In 1939, the William Randolph Hearst Syndicate asked Hoff to create a comic strip for newspapers. He came up with “Tuffy,” a strip about a little girl, which he drew for a decade. From 1958 to 1977, he also drew the popular comic strip “Laugh It Off” for King Features Syndicate.
A secondary career developed when Hoff’s young daughter, Susan, suffered a hip disorder. To distract her from physical therapy, he drew some pictures, and started telling her a story -- inadvertently beginning his children’s book “Danny and the Dinosaur.” The tale, first published in 1958 and later made into a children’s video, describes a museum dinosaur who takes a day off and explores New York with a little boy astride his back.
The book was one of the earliest in the I Can Read series, a line of books for beginning readers. Hoff said in a 1998 interview with the Miami Herald that it was also the first to have introduced dinosaurs in material for children.
“Dinosaurs fascinated children just like any large creature -- the boogie man, King Kong, any huge thing that might be dangerous,” he said.
A few years earlier, the humorist had told the same newspaper he was so certain that he had instigated dinomania in youth-oriented entertainment media that “I have a theory that Steven Spielberg first saw ‘Danny and the Dinosaur’ before he made ‘Jurassic Park.’ If he had any conscience, he’d say to his secretary, ‘Make out a check for $2.5 million for this guy Syd Hoff.’ ”
After the 1958 book was reprinted in 1993, Hoff published “Happy Birthday, Danny and the Dinosaur!” in 1995 and then rounded out the trilogy with “Danny and the Dinosaur Go to Camp” in 1996.
Another of Hoff’s popular children’s books was “Sammy the Seal,” first published in 1959 and reprinted in 2000. Akin to the dinosaur, Sammy takes a break from the zoo to explore his neighborhood. Like most of the 60 or so books Hoff wrote and illustrated for children, it features a positive message and simple plot about animals befriended by children and turning into unlikely heroes.
Anne Hoppe, executive editor of HarperCollins’ children’s book division, told the Miami Herald after Hoff’s death that his books continued to sell over half a century because: “Syd was so good at humor for young readers and for creating big-hearted characters.”
Despite all the modern competition in entertainment, she said, “children are still very excited to be able to read.
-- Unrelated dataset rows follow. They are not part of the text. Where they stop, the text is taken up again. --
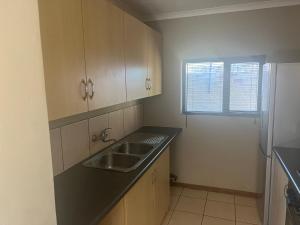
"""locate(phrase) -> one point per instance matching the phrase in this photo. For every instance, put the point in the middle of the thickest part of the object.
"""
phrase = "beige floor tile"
(176, 190)
(192, 193)
(216, 221)
(167, 218)
(193, 205)
(247, 214)
(174, 201)
(220, 197)
(245, 201)
(220, 210)
(184, 218)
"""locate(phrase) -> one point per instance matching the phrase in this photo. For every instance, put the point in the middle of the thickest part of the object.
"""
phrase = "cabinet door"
(277, 202)
(104, 47)
(116, 216)
(139, 201)
(154, 62)
(136, 58)
(162, 186)
(63, 53)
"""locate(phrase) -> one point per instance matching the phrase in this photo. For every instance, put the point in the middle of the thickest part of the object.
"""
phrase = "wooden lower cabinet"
(147, 202)
(140, 201)
(162, 186)
(116, 216)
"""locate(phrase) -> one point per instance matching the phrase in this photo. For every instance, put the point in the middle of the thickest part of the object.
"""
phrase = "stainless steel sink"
(113, 161)
(126, 155)
(133, 148)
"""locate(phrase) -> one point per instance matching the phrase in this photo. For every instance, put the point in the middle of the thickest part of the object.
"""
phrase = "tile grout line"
(204, 208)
(172, 210)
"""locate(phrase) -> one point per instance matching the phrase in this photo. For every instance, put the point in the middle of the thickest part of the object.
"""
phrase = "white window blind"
(205, 86)
(222, 87)
(244, 83)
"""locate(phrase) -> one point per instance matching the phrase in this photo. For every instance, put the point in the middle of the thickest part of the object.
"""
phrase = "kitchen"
(119, 99)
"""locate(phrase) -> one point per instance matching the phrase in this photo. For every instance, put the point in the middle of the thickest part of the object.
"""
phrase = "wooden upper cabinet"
(136, 58)
(104, 52)
(154, 62)
(63, 53)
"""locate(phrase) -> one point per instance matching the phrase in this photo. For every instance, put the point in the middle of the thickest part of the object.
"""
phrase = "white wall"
(26, 179)
(218, 151)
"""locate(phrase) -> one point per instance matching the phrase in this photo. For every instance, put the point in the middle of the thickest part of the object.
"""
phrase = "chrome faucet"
(103, 136)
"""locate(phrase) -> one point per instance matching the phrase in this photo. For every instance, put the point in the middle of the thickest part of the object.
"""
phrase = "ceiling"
(164, 8)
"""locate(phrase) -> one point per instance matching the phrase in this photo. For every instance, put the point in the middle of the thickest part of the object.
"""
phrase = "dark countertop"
(85, 195)
(289, 158)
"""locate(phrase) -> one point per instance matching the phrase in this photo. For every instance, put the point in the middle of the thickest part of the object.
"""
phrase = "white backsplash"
(72, 143)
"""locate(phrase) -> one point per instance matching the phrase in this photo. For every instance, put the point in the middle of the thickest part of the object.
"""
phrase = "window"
(225, 87)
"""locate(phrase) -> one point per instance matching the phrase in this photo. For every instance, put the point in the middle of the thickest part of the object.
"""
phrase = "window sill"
(229, 114)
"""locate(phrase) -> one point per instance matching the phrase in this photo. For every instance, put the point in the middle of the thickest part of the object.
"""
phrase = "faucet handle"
(102, 136)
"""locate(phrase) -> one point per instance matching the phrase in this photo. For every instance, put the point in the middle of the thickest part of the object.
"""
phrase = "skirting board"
(215, 189)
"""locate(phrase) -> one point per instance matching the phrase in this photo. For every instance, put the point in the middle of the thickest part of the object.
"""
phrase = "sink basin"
(118, 162)
(133, 148)
(127, 155)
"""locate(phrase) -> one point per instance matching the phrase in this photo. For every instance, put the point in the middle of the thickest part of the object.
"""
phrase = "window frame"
(226, 86)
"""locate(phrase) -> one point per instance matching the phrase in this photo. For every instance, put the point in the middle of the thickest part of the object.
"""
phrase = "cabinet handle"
(150, 84)
(84, 84)
(147, 84)
(91, 84)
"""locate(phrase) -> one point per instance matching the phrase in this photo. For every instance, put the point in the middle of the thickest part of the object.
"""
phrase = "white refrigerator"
(280, 124)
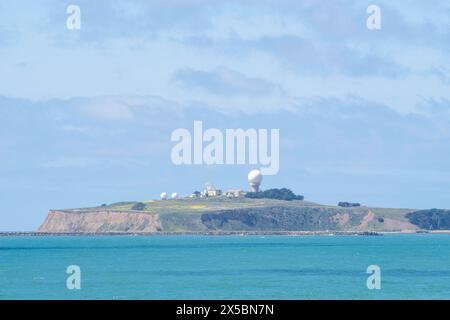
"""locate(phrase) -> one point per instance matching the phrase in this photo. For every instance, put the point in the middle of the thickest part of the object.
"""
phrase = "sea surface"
(226, 267)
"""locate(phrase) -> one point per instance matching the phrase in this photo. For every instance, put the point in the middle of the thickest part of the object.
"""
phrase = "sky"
(86, 115)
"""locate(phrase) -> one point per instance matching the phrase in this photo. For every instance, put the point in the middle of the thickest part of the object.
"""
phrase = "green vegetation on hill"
(279, 194)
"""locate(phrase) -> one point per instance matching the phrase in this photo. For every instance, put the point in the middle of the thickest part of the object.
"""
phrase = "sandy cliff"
(100, 221)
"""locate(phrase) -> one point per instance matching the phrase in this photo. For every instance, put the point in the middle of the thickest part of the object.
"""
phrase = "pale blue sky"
(87, 114)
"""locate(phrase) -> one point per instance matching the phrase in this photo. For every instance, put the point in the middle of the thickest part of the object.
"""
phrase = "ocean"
(415, 266)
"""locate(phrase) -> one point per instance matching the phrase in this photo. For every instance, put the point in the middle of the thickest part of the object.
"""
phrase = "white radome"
(255, 177)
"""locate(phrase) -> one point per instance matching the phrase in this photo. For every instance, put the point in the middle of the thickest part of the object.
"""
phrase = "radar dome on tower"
(254, 179)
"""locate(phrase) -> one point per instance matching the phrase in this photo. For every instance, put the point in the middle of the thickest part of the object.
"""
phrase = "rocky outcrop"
(101, 221)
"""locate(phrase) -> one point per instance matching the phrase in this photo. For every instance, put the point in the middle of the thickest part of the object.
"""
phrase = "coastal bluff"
(99, 221)
(222, 215)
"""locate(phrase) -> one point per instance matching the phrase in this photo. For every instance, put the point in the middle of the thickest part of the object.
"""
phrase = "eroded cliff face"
(100, 222)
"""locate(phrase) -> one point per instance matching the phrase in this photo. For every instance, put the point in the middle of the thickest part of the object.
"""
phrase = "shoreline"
(215, 233)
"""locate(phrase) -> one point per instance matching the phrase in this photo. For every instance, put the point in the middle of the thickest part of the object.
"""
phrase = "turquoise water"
(228, 267)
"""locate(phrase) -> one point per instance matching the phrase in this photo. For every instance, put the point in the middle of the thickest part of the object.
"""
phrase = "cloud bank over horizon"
(87, 114)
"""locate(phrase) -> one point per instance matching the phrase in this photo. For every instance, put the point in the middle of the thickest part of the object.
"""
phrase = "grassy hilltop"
(225, 214)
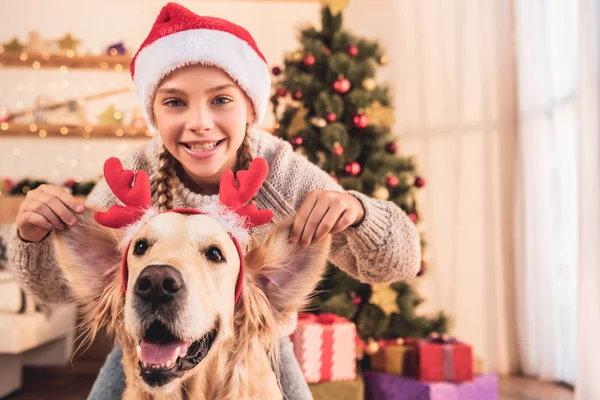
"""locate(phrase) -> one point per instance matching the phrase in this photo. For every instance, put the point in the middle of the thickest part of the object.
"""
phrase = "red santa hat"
(179, 38)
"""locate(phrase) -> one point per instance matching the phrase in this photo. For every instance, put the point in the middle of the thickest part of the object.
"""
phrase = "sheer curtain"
(546, 215)
(588, 355)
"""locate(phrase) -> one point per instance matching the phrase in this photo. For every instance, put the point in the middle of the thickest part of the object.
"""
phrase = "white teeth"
(203, 147)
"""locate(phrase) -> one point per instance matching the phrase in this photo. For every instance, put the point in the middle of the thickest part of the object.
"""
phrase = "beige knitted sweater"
(385, 247)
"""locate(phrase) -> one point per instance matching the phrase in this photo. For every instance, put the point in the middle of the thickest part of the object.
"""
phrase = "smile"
(164, 357)
(202, 150)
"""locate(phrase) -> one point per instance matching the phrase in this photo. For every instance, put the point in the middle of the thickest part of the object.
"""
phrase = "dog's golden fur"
(278, 279)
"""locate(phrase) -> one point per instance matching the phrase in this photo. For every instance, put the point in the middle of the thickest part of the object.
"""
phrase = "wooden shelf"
(80, 61)
(72, 131)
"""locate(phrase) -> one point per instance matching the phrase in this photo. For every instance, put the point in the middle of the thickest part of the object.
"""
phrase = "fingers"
(66, 198)
(302, 216)
(331, 219)
(314, 221)
(36, 219)
(344, 221)
(37, 207)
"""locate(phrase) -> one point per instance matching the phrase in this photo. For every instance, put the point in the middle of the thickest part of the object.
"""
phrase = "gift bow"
(436, 338)
(321, 319)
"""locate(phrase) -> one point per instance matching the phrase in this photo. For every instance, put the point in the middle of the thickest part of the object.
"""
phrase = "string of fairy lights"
(21, 119)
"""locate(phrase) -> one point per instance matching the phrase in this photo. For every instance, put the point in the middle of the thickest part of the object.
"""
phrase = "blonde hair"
(166, 171)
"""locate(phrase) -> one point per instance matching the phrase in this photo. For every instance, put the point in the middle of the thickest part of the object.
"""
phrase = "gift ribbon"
(448, 362)
(327, 320)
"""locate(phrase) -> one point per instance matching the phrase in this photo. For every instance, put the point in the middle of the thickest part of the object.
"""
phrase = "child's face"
(201, 115)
That magic hasn’t gone away.”
In addition to his children’s books, Hoff illustrated more than 20 children’s books written by others and more than 15 books -- mostly about drawing or cartooning -- for adults.
Little wonder that the anthology Contemporary Authors noted in its 2003 edition that “Syd Hoff ... could easily be ranked as one of the most prolific author/illustrator/graphic humorists of the 20th century.”
Hoff, widowed in 1994, is survived by one daughter, Bonnie Stillman, and two grandchildren.